Under the draft rule, issuers would be prohibited from paying any form of interest or yield on payment stablecoins, whether in cash, tokens or other consideration, solely in connection with holding or using the stablecoin.
The proposal also introduces a rebuttable presumption that issuers violate the yield ban if they route payments through affiliates or related third parties that then distribute rewards to stablecoin holders, framing such structures as highly likely attempts to evade the statute.
Two carve-outs are included, clarifying that merchants may independently offer discounts for stablecoin payments and that issuers may share profits with non-affiliate partners in certain white-label arrangements.

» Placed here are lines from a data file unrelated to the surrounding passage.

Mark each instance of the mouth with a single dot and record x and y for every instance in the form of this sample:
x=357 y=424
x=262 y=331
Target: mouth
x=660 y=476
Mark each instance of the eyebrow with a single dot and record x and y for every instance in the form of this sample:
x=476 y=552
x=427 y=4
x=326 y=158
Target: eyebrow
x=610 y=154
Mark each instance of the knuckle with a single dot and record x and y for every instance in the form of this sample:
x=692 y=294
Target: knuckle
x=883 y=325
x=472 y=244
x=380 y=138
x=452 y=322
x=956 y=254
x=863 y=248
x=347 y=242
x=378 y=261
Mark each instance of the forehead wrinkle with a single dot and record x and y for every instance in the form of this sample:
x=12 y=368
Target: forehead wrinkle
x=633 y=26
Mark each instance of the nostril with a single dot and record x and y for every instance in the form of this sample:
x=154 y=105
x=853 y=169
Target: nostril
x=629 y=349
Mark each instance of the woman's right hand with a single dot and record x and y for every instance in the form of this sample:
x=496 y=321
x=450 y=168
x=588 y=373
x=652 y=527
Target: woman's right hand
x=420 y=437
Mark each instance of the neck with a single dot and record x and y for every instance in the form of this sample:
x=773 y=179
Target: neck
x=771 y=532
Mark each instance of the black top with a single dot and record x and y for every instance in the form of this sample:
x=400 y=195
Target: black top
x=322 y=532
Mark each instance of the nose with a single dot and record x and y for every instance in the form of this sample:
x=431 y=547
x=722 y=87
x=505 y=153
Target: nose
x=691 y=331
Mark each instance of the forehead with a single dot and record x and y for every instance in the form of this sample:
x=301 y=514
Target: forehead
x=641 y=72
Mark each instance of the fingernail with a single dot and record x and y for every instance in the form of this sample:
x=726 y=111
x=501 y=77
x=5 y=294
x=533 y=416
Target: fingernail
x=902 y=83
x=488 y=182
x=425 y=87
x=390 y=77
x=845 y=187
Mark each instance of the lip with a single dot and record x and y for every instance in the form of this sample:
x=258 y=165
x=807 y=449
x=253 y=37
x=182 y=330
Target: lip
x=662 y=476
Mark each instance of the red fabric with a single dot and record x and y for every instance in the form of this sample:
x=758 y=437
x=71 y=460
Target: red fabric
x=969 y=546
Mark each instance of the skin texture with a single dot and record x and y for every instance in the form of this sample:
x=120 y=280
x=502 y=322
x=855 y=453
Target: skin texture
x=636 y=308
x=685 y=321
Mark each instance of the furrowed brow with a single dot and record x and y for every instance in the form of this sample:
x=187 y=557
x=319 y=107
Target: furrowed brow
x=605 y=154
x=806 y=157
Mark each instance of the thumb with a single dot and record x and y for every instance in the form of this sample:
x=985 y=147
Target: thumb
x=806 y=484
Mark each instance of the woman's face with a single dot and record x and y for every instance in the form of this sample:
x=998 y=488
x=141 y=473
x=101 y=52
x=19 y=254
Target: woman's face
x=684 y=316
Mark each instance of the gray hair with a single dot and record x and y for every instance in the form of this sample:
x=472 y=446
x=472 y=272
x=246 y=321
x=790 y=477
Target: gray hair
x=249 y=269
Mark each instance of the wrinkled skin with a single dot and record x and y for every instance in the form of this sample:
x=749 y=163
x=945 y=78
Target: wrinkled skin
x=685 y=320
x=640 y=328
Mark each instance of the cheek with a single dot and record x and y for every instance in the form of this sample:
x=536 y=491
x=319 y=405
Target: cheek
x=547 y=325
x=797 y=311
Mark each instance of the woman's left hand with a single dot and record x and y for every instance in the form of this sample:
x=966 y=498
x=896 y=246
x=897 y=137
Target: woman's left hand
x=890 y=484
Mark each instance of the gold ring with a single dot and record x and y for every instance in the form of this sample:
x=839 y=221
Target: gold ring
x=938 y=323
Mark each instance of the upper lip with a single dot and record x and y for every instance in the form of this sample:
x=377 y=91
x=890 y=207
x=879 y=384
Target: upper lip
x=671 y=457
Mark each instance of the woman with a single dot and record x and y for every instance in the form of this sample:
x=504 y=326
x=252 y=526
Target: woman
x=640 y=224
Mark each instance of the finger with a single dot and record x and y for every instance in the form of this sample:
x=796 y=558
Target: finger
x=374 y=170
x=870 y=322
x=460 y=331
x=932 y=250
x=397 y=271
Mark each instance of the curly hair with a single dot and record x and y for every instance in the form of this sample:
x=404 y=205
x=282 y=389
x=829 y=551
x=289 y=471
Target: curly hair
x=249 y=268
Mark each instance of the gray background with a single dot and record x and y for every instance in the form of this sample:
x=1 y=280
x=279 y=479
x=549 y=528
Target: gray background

The rule stems from the GENIUS Act, enacted in July 2025, which created a federal framework restricting US payment stablecoin issuance to licensed entities such as bank subsidiaries and designated federal or large state-regulated issuers.
If finalised as drafted, the rule could influence the separate Digital Asset Market Clarity Act of 2025 debate by establishing a no-yield baseline at the issuer level, potentially narrowing the scope for rewards on regulated payment stablecoins.
For companies such as Coinbase, which have advocated for the ability to offer yield on stablecoin balances within a regulated framework, the proposal signals a firm regulatory boundary between GENIUS-compliant payment stablecoins and yield-bearing products.
The proposal is open for public comment for 60 days, after which the OCC may revise or finalise the rule, shaping how stablecoin economics operate under US banking supervision.